Currently, when protocols are published, they are treated like any other scientific publication. Little attention is paid to the workflow nature implicit in this kind of document, or to the chain of provenance indicating where it comes from and how it has changed. The protocol is understood as a text-based narrative instead of a self-descriptive Findable Accessible Interoperable and Reusable (FAIR) (Wilkinson et al., 2016) compliant document. There are differences across the examined publications, e.g., JoVE builds the narrative around video, whereas Bio-protocols, MethodsX, Nature Protocols, and Plant Methods primarily rely on a text-based narrative. The protocol is, however, a particular type of publication; it is slightly different from other scientific articles. An experimental protocol is a document that is kept “alive” after it has been published. The protocols are routinely used in laboratory activities, and researchers often improve and adapt them, for instance, by extending the type of samples that can be tested, reducing timing, minimizing the quantity of certain reagents without altering the results, adding new recipes, etc. The issues found in reporting methods probably stem, at least in part, from the current structure of scientific publishing, which is not adequate to effectively communicate complex experimental methods (Flórez-Vargas et al., 2014).

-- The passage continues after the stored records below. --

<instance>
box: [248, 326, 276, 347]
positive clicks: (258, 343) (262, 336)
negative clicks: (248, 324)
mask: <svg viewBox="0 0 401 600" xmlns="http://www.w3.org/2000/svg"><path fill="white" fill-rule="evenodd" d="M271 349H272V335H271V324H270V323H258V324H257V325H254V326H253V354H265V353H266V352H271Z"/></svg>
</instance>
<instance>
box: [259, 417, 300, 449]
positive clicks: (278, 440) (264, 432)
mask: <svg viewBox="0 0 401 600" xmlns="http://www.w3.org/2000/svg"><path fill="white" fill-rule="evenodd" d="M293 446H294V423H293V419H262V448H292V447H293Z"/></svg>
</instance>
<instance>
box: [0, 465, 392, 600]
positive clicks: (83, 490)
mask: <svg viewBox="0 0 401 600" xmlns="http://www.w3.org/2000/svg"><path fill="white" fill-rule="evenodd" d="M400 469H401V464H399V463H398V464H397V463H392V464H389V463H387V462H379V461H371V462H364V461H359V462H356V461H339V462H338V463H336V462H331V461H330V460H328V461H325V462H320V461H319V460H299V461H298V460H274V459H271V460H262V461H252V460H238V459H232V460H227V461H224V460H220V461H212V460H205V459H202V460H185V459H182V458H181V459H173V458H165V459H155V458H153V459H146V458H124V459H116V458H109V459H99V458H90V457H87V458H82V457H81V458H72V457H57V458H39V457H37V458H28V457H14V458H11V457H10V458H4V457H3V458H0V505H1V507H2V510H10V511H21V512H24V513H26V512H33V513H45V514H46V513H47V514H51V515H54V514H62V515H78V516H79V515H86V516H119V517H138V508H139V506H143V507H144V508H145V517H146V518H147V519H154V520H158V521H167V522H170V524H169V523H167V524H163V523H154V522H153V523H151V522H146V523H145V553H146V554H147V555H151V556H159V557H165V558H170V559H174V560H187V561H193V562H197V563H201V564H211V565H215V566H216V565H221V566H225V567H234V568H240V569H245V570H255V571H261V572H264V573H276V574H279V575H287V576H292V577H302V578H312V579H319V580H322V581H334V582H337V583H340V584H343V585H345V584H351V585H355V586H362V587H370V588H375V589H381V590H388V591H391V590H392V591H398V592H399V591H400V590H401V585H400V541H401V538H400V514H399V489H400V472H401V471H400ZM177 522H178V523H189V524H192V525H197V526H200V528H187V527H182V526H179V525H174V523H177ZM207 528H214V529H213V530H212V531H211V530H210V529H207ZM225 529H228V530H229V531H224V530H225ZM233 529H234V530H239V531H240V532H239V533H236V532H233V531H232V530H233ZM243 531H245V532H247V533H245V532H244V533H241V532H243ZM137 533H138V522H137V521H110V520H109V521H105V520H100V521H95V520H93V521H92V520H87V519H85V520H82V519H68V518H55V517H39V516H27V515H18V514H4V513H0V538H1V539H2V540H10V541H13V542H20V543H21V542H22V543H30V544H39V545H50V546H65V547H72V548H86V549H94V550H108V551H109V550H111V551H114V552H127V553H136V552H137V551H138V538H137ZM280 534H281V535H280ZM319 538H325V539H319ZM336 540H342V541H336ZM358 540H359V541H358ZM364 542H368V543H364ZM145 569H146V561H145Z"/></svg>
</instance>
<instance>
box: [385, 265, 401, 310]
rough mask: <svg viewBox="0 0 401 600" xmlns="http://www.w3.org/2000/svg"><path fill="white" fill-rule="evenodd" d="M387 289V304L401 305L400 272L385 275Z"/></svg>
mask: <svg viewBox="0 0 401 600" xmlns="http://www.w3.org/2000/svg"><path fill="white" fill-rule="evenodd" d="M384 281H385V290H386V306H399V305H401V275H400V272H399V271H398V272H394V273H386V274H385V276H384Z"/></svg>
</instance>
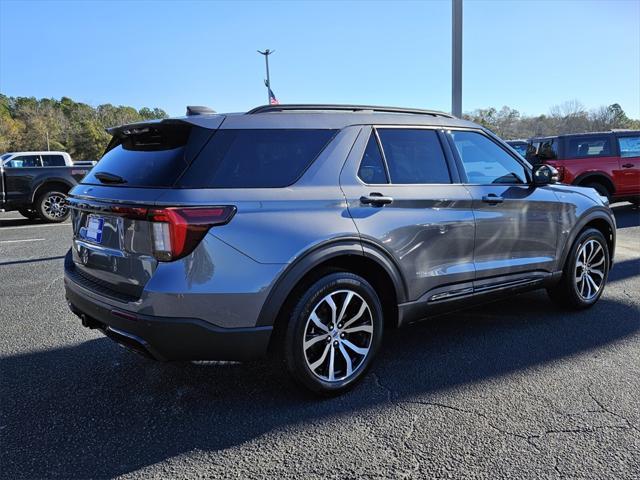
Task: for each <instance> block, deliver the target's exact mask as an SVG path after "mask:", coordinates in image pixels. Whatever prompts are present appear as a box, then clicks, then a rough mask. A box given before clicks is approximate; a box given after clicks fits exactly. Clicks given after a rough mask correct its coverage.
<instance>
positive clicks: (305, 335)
mask: <svg viewBox="0 0 640 480" xmlns="http://www.w3.org/2000/svg"><path fill="white" fill-rule="evenodd" d="M383 326H384V320H383V315H382V306H381V304H380V299H379V298H378V295H377V294H376V292H375V290H374V289H373V287H372V286H371V285H370V284H369V282H367V281H366V280H365V279H364V278H362V277H360V276H358V275H354V274H352V273H347V272H337V273H331V274H328V275H325V276H324V277H322V278H320V279H319V280H317V281H316V282H315V283H313V284H312V285H311V286H310V287H309V288H308V289H307V290H306V292H305V293H304V294H303V295H302V297H301V298H300V300H299V301H298V302H297V304H296V306H295V308H294V309H293V312H292V314H291V318H290V320H289V324H288V325H287V331H286V335H285V344H284V350H285V352H284V353H285V362H286V365H287V369H288V370H289V372H290V374H291V375H292V376H293V378H294V379H295V380H296V381H297V382H298V383H299V384H300V385H302V386H303V387H305V388H307V389H309V390H311V391H313V392H315V393H320V394H324V395H336V394H338V393H342V392H344V391H346V390H347V389H349V388H351V387H352V386H353V385H355V383H357V382H358V381H359V380H360V379H361V378H362V377H363V375H364V374H365V372H366V370H367V368H368V367H369V365H370V364H371V362H372V360H373V357H374V356H375V354H376V352H377V350H378V348H379V346H380V342H381V340H382V332H383Z"/></svg>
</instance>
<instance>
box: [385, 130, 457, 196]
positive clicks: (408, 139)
mask: <svg viewBox="0 0 640 480" xmlns="http://www.w3.org/2000/svg"><path fill="white" fill-rule="evenodd" d="M378 134H379V135H380V142H381V143H382V150H383V151H384V156H385V158H386V160H387V167H388V168H389V176H390V177H391V179H390V180H391V183H396V184H411V183H413V184H430V183H451V175H450V173H449V168H448V166H447V161H446V159H445V156H444V153H443V151H442V145H440V140H439V139H438V134H437V132H436V131H435V130H428V129H411V128H381V129H379V130H378Z"/></svg>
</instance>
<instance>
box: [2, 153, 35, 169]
mask: <svg viewBox="0 0 640 480" xmlns="http://www.w3.org/2000/svg"><path fill="white" fill-rule="evenodd" d="M6 166H7V167H9V168H29V167H41V166H42V163H41V162H40V155H18V156H17V157H13V158H12V159H11V160H9V161H8V162H7V165H6Z"/></svg>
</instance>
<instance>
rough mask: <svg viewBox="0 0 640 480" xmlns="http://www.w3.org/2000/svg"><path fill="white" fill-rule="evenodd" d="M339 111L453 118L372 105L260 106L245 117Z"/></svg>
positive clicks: (302, 104)
mask: <svg viewBox="0 0 640 480" xmlns="http://www.w3.org/2000/svg"><path fill="white" fill-rule="evenodd" d="M326 110H333V111H340V112H361V111H367V110H368V111H373V112H380V113H410V114H414V115H431V116H433V117H446V118H454V117H453V115H449V114H448V113H444V112H438V111H436V110H422V109H419V108H401V107H379V106H374V105H323V104H304V103H300V104H294V103H292V104H288V105H262V106H260V107H256V108H254V109H252V110H249V111H248V112H247V115H254V114H256V113H274V112H287V111H326Z"/></svg>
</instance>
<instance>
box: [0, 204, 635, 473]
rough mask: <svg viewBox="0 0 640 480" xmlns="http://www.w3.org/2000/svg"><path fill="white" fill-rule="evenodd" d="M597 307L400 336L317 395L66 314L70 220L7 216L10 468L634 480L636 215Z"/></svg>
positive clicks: (237, 472)
mask: <svg viewBox="0 0 640 480" xmlns="http://www.w3.org/2000/svg"><path fill="white" fill-rule="evenodd" d="M614 210H615V212H616V217H617V220H618V227H619V229H618V248H617V251H616V265H615V267H614V269H613V271H612V272H611V276H610V280H609V285H608V287H607V289H606V291H605V294H604V296H603V298H602V299H601V300H600V302H599V303H598V304H597V305H596V306H595V307H594V308H592V309H590V310H588V311H585V312H581V313H565V312H561V311H558V310H557V309H555V308H554V307H553V306H552V304H551V303H550V302H549V301H548V300H547V297H546V295H545V294H544V293H543V292H534V293H529V294H524V295H519V296H514V297H512V298H510V299H508V300H505V301H502V302H498V303H493V304H490V305H487V306H483V307H480V308H476V309H474V310H469V311H465V312H459V313H456V314H452V315H448V316H443V317H439V318H437V319H433V320H432V321H431V322H429V323H425V324H421V325H419V326H416V327H412V328H408V329H404V330H398V331H390V332H388V333H387V335H386V338H385V341H384V345H383V349H382V351H381V354H380V356H379V357H378V359H377V361H376V362H375V364H374V367H373V369H372V370H371V372H370V373H369V374H368V375H367V377H366V378H365V380H364V381H363V382H362V384H360V385H359V386H358V387H357V388H356V389H354V390H353V391H352V392H350V393H348V394H346V395H344V396H342V397H339V398H334V399H329V400H326V399H325V400H318V399H315V398H312V397H310V396H309V395H307V394H305V393H304V392H302V391H300V390H298V389H297V388H295V386H293V385H292V384H291V383H290V381H289V380H288V378H287V377H286V375H283V372H280V371H277V370H275V369H274V367H273V365H271V364H269V363H268V362H258V363H249V364H237V363H214V362H210V363H197V364H190V363H175V364H160V363H155V362H152V361H148V360H145V359H143V358H141V357H139V356H137V355H135V354H132V353H129V352H127V351H125V350H123V349H121V348H119V347H118V346H117V345H115V344H114V343H112V342H111V341H110V340H108V339H106V338H104V337H103V336H102V335H101V334H99V333H96V332H95V331H90V330H87V329H85V328H82V327H81V326H80V322H79V320H78V319H77V318H76V317H75V316H73V315H72V314H71V313H70V312H69V311H68V309H67V306H66V304H65V301H64V294H63V283H62V262H63V260H62V258H63V255H64V253H65V251H66V250H67V248H68V245H69V243H70V226H69V224H63V225H33V224H32V225H30V224H28V223H27V221H25V220H22V219H17V217H19V216H18V215H17V214H16V213H4V214H3V213H0V305H1V309H0V332H1V334H0V386H1V389H0V478H6V479H18V478H88V477H91V478H110V477H122V478H141V479H142V478H144V479H148V478H168V477H173V478H200V477H207V478H212V477H213V478H263V477H278V478H305V479H307V478H311V479H312V478H326V477H335V478H356V477H357V478H383V477H386V478H400V477H408V478H425V477H430V478H436V477H437V478H441V477H445V478H447V477H453V478H507V477H511V478H518V479H524V478H565V477H569V478H598V479H604V478H611V479H622V478H638V472H640V395H639V394H638V393H639V392H640V374H639V373H638V371H639V368H640V300H639V299H638V296H639V293H640V213H638V210H633V209H631V208H630V207H629V206H628V205H626V204H621V205H619V206H616V207H615V208H614Z"/></svg>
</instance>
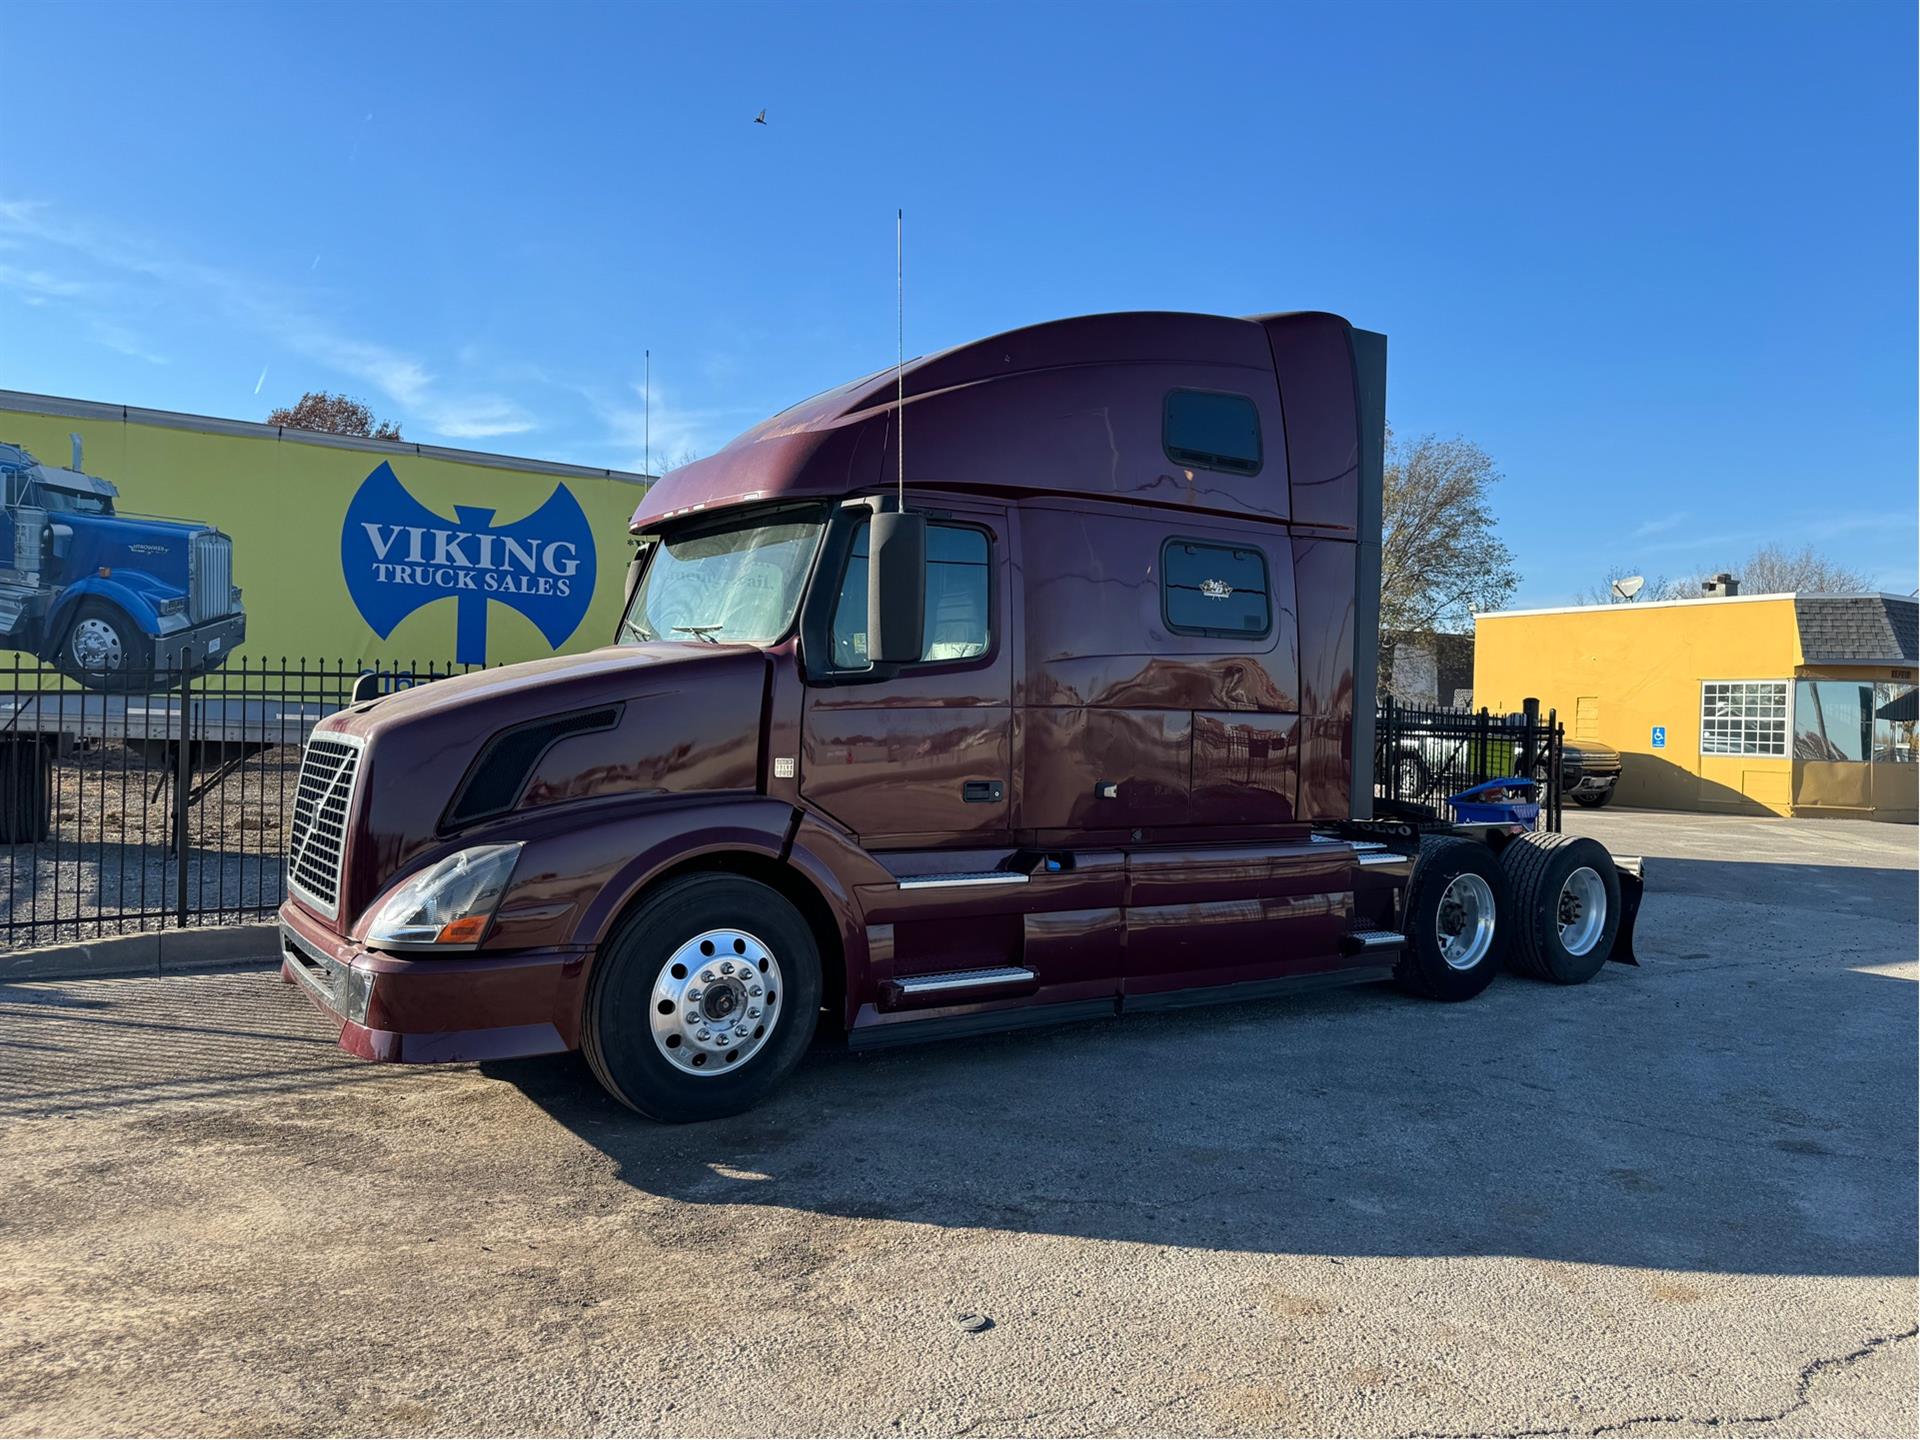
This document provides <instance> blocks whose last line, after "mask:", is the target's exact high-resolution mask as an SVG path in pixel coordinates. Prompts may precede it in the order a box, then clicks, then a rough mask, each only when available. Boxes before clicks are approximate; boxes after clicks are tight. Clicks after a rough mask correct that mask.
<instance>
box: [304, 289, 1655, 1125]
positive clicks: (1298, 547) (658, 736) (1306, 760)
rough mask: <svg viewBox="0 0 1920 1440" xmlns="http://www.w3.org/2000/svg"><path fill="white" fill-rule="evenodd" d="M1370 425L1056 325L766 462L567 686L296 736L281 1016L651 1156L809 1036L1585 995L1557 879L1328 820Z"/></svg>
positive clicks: (1381, 400)
mask: <svg viewBox="0 0 1920 1440" xmlns="http://www.w3.org/2000/svg"><path fill="white" fill-rule="evenodd" d="M897 386H899V392H900V394H902V396H904V401H900V399H897ZM1384 388H1386V342H1384V338H1382V336H1377V334H1369V332H1363V330H1354V328H1352V326H1348V323H1346V321H1342V319H1338V317H1334V315H1317V313H1304V315H1269V317H1260V319H1246V321H1242V319H1225V317H1212V315H1158V313H1140V315H1094V317H1085V319H1071V321H1060V323H1052V324H1037V326H1031V328H1025V330H1014V332H1010V334H1002V336H995V338H991V340H981V342H977V344H970V346H960V348H956V349H948V351H945V353H939V355H933V357H927V359H920V361H914V363H910V365H906V367H904V372H902V374H899V376H897V374H895V372H883V374H877V376H870V378H864V380H854V382H851V384H845V386H841V388H837V390H829V392H826V394H822V396H816V397H814V399H808V401H803V403H801V405H795V407H793V409H789V411H785V413H781V415H776V417H774V419H770V420H766V422H764V424H760V426H756V428H753V430H749V432H747V434H743V436H741V438H737V440H735V442H733V444H730V445H728V447H726V449H722V451H718V453H716V455H712V457H708V459H703V461H695V463H691V465H687V467H682V468H678V470H674V472H672V474H668V476H666V478H662V480H660V482H659V484H657V486H655V488H653V490H651V492H649V493H647V495H645V499H643V501H641V505H639V509H637V513H636V515H634V522H632V534H634V536H636V538H637V540H639V551H637V555H636V561H634V566H632V568H630V574H628V605H626V612H624V618H622V620H620V626H618V634H616V636H614V643H612V645H609V647H605V649H597V651H591V653H588V655H574V657H555V659H547V660H534V662H530V664H516V666H507V668H501V670H486V672H478V674H468V676H463V678H457V680H444V682H436V684H432V685H422V687H417V689H411V691H405V693H397V695H386V697H369V699H365V701H361V703H355V705H351V707H349V708H346V710H342V712H340V714H334V716H330V718H326V720H323V722H321V724H319V726H317V728H315V732H313V739H311V743H309V747H307V753H305V760H303V766H301V774H300V787H298V801H296V818H294V831H292V847H290V856H288V891H290V897H288V900H286V904H284V906H282V908H280V927H282V929H280V933H282V947H284V950H282V960H284V966H282V975H284V977H286V979H288V981H290V983H298V985H300V987H303V989H305V991H307V995H309V996H311V998H313V1000H315V1002H317V1004H319V1006H321V1008H323V1010H324V1012H326V1014H328V1016H330V1018H332V1020H334V1023H336V1025H338V1031H340V1044H342V1046H344V1048H346V1050H349V1052H353V1054H359V1056H365V1058H371V1060H415V1062H424V1060H474V1058H490V1056H524V1054H541V1052H555V1050H566V1048H574V1046H578V1048H582V1050H584V1052H586V1056H588V1060H589V1062H591V1066H593V1069H595V1073H597V1075H599V1079H601V1081H603V1083H605V1087H607V1089H609V1091H611V1092H612V1094H614V1096H616V1098H620V1100H624V1102H626V1104H630V1106H634V1108H636V1110H641V1112H645V1114H649V1116H657V1117H662V1119H697V1117H708V1116H722V1114H730V1112H737V1110H741V1108H745V1106H749V1104H753V1102H756V1100H758V1098H762V1096H764V1094H766V1092H768V1091H770V1089H774V1085H776V1083H778V1081H780V1079H781V1075H785V1073H787V1071H789V1069H791V1068H793V1064H795V1062H797V1060H799V1058H801V1054H803V1050H804V1048H806V1046H808V1041H810V1037H812V1035H814V1029H816V1023H820V1020H822V1016H824V1018H826V1023H828V1025H829V1027H831V1029H833V1031H841V1033H845V1037H847V1041H849V1043H851V1044H854V1046H868V1044H893V1043H900V1041H916V1039H933V1037H950V1035H968V1033H973V1031H983V1029H1004V1027H1012V1025H1029V1023H1048V1021H1066V1020H1081V1018H1089V1016H1114V1014H1116V1012H1127V1014H1131V1012H1135V1010H1152V1008H1158V1006H1183V1004H1194V1002H1204V1000H1227V1002H1236V1000H1246V998H1250V996H1265V995H1273V993H1281V991H1288V989H1300V987H1319V985H1329V983H1348V981H1369V979H1388V977H1392V979H1398V981H1400V983H1402V985H1404V987H1407V989H1409V991H1415V993H1419V995H1427V996H1434V998H1440V1000H1465V998H1469V996H1473V995H1476V993H1478V991H1482V989H1484V987H1486V985H1488V983H1490V981H1492V979H1494V975H1496V972H1498V970H1500V968H1501V966H1503V964H1507V962H1513V964H1517V966H1521V968H1524V970H1532V972H1536V973H1540V975H1546V977H1548V979H1555V981H1561V983H1578V981H1584V979H1588V977H1592V975H1594V973H1596V972H1597V970H1599V968H1601V964H1603V962H1605V960H1607V958H1615V960H1626V962H1630V960H1632V924H1634V914H1636V906H1638V899H1640V877H1638V870H1636V866H1634V864H1632V862H1615V860H1613V858H1611V856H1609V854H1607V851H1605V849H1603V847H1599V845H1597V843H1596V841H1590V839H1574V837H1563V835H1534V833H1521V828H1519V826H1500V824H1494V826H1457V828H1444V826H1438V824H1428V826H1427V828H1419V826H1415V824H1407V822H1392V820H1371V818H1369V816H1371V806H1373V776H1371V768H1373V766H1371V758H1369V756H1371V755H1373V739H1371V726H1373V707H1375V645H1377V632H1379V626H1377V595H1379V540H1380V445H1382V430H1384ZM902 411H904V420H906V422H904V434H906V451H904V463H902V457H900V434H902Z"/></svg>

Experimental research should be reproducible whenever possible. Having precise descriptions of the protocols is a step in that direction. Our work addresses the problem of adequate reporting for experimental protocols. It builds upon previous work, as well as over an exhaustive analysis of published and unpublished protocols and guidelines for authors. There is value in guidelines because they indicate how to report; having examples of use facilitate how to adapt them. The guideline we present in this paper can be adapted to address the needs of specific communities. Improving reporting structures requires collective efforts from authors, peer reviewers, editors, and funding bodies. There is no “one size that fits all.” The improvement will be incremental; as guidelines and minimal information models are presented, they will be evaluated, adapted, and re-deployed.
This work is related to the SMART Protocols project. Ultimately we want: (1) to enable authors to report experimental protocols with necessary and sufficient information that allows others to reproduce an experiment, (2) to ensure that every data item is resolvable against resources in the web of data, and (3) to make the protocols available in RDF, JSON, and HTML as web native objects. We are currently working on a publication platform based on linked data for experimental protocols. Our approach is simple, we consider that protocols should be born semantics and FAIR.